The archaeologists excavated at a site called Waun Mawn, which had four large stones seemingly placed in an arc. They uncovered evidence of a further six holes that each originally held a stone, indicating that there had once been a stone circle with a large diameter at the site.

“The arc did continue – that was a really important moment,” says Parker Pearson. Extrapolating from these positions, the team estimates that the completed circle probably had 30 to 50 stones, though arranged more haphazardly than the original bluestone circle at Stonehenge.

A number of strands of evidence suggest that stones from Waun Mawn formed part of the original stone circle at Stonehenge.
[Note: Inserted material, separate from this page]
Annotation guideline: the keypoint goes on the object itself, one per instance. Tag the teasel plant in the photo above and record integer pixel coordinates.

Dating studies showed that the Waun Mawn stone circle was created between 3600 and 3200 BC, a few hundred years before the first stages of construction at Stonehenge, and the types of stone at the two sites match.

One of the stone holes at the Welsh site has an unusual pentagonal shape, similar in shape and size to that of bluestone 62 at Stonehenge. “It could have been in that hole. It’s not categorical proof, but it is really very suggestive,” says Parker Pearson.

The sizes of the two circles also match. “There are only two Neolithic monuments in Britain with the same diameter of 110 metres, and that’s the outer ditch of Stonehenge and the Waun Mawn diameter,” he says. Stonehenge is famous for aligning with the midsummer solstice sunrise, and the new evidence at Waun Mawn suggests it had this alignment too.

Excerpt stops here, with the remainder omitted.